En eski en sürekli ve en yaygın savaş kadının sosyal eşitsizliğinden ve çocukların adam yerine konmamasından kaynaklanmaktadır. Şu anda dünyadaki yaklaşık 1 milyar civarındaki ailenin büyük bir bölümünde bu iki sosyal eşitsizlikten doğan savaş aralıksız yaşanmaktadır.
Bu savaş kadınların erkeklerin ve çocukların günlük yaşamını cehenneme çevirmektedir.
Yazar bu devasa sorunu yalın bir dille görünür kılıyor. Sorunun şiddetin kimin tarafından ve ne şekilde uygulandığı değil şiddetin farklı kılıklarda her toplumda her yerde ve hiç ummadığımız ailelerde karşımıza çıktığını yaşanmış olaylardan hareketle anlatıyor.
İnsanın insan olma değerini hiçe sayan şiddet olaylarının büyük ölçüde erken çocukluk döneminde yaşadığımız veya tanık olduğumuz şiddet olaylarından kaynaklandığını örnekleriyle açıklıyor.

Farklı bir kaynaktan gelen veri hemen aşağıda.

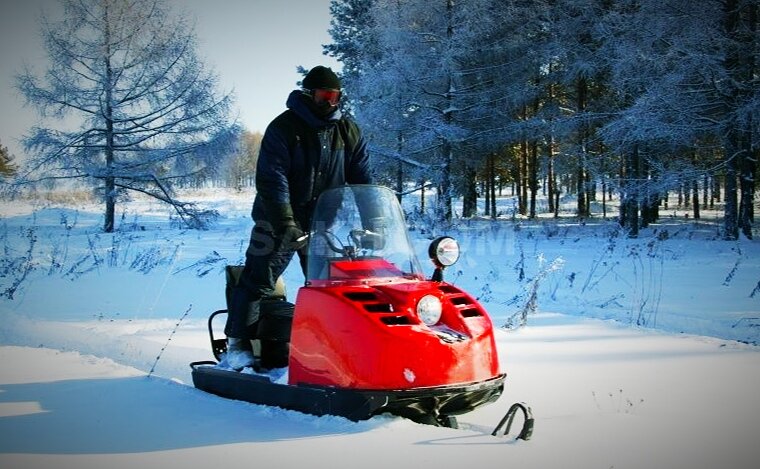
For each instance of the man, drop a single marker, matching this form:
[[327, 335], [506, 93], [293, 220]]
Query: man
[[307, 149]]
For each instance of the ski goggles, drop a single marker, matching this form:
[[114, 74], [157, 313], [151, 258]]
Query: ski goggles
[[326, 96]]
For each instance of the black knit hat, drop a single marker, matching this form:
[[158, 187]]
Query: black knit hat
[[321, 77]]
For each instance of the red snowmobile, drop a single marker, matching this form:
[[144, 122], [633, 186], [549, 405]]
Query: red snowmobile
[[368, 333]]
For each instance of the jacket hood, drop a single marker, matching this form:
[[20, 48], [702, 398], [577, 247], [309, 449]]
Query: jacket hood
[[296, 104]]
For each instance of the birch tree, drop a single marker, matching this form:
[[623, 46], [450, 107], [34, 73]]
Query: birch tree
[[126, 75]]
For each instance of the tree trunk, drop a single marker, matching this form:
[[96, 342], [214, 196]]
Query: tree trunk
[[470, 195], [533, 177], [110, 181], [630, 197]]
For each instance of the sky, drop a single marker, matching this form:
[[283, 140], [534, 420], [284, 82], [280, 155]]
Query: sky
[[254, 46]]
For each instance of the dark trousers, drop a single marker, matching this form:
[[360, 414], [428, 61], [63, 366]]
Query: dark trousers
[[265, 260]]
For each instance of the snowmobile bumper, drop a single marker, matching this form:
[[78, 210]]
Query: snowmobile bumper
[[430, 405]]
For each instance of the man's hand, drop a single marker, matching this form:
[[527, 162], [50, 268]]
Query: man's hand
[[293, 237]]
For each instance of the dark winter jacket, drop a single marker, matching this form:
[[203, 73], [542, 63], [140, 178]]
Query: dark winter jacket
[[301, 156]]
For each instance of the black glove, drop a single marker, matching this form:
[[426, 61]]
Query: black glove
[[286, 228], [293, 237]]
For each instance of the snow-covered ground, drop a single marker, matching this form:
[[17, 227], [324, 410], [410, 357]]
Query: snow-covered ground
[[640, 353]]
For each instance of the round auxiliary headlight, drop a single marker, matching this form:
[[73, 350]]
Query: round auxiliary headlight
[[429, 309], [444, 251]]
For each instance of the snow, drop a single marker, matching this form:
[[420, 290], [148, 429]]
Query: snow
[[640, 353]]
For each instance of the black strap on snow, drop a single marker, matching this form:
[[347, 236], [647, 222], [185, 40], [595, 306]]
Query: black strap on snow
[[527, 430]]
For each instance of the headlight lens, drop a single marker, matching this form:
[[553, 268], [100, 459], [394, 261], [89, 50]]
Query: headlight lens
[[444, 251], [429, 309]]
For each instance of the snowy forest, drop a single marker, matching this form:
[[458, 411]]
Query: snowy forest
[[585, 99], [593, 98]]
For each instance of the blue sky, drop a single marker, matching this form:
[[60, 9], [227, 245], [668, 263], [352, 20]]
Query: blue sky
[[254, 46]]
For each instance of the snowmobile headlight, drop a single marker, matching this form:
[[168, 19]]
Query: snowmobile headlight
[[444, 251], [429, 309]]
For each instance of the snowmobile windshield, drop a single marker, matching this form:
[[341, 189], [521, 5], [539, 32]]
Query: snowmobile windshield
[[358, 233]]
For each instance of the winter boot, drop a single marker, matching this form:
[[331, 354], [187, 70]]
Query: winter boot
[[239, 353]]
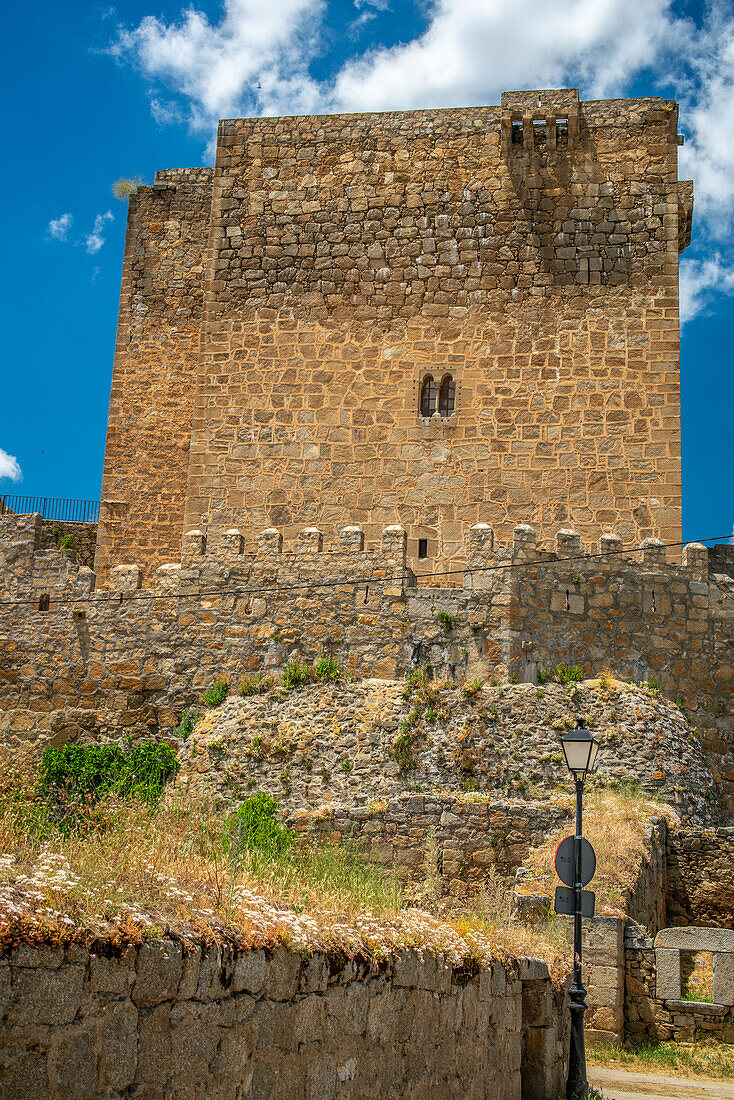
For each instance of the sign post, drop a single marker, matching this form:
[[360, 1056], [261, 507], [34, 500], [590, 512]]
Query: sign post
[[576, 865]]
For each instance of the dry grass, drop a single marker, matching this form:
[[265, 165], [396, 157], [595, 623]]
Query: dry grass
[[702, 1058], [133, 872], [615, 822]]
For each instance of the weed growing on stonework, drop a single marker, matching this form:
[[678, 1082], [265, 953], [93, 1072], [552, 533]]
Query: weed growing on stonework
[[256, 747], [255, 685], [327, 668], [188, 719], [561, 673], [650, 688], [253, 828], [446, 620], [75, 777], [295, 674], [216, 694], [472, 689], [683, 710], [403, 748], [126, 186]]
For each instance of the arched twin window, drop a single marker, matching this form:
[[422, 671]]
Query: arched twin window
[[445, 393]]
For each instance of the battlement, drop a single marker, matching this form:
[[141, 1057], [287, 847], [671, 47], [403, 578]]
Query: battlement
[[138, 649], [336, 274], [29, 569]]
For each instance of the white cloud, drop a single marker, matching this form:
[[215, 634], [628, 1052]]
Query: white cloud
[[471, 51], [255, 61], [95, 240], [10, 466], [708, 118], [255, 58], [698, 278], [59, 227]]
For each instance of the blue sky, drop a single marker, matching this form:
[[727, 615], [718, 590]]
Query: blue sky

Aile içi şiddetin çocuklar üzerindeki tahribatını ele alan araştırma sonuçlarına yer veriyor. Şiddete maruz kalan çocuk ve kadınlara yardım etme yöntemlerine değiniyor.
Sorunu görünür kılmanın yanısıra Aileyi ''Zindandan Yuvaya'' dönüştürmek için yapılabilecek bireysel ve politik önlemlere değiniyor. Sorunu ve çözüm yollarını bu konuda örnek ülkelerden İsveç örneğiyle anlatmaya çalışıyor.
Bu nedenle kitabın başta şiddet yaşayan aileler olmak üzere bu konuda çalışan görevlilere ve politikacılara da bir ölçüde katkıda bulunacağına inanıyoruz.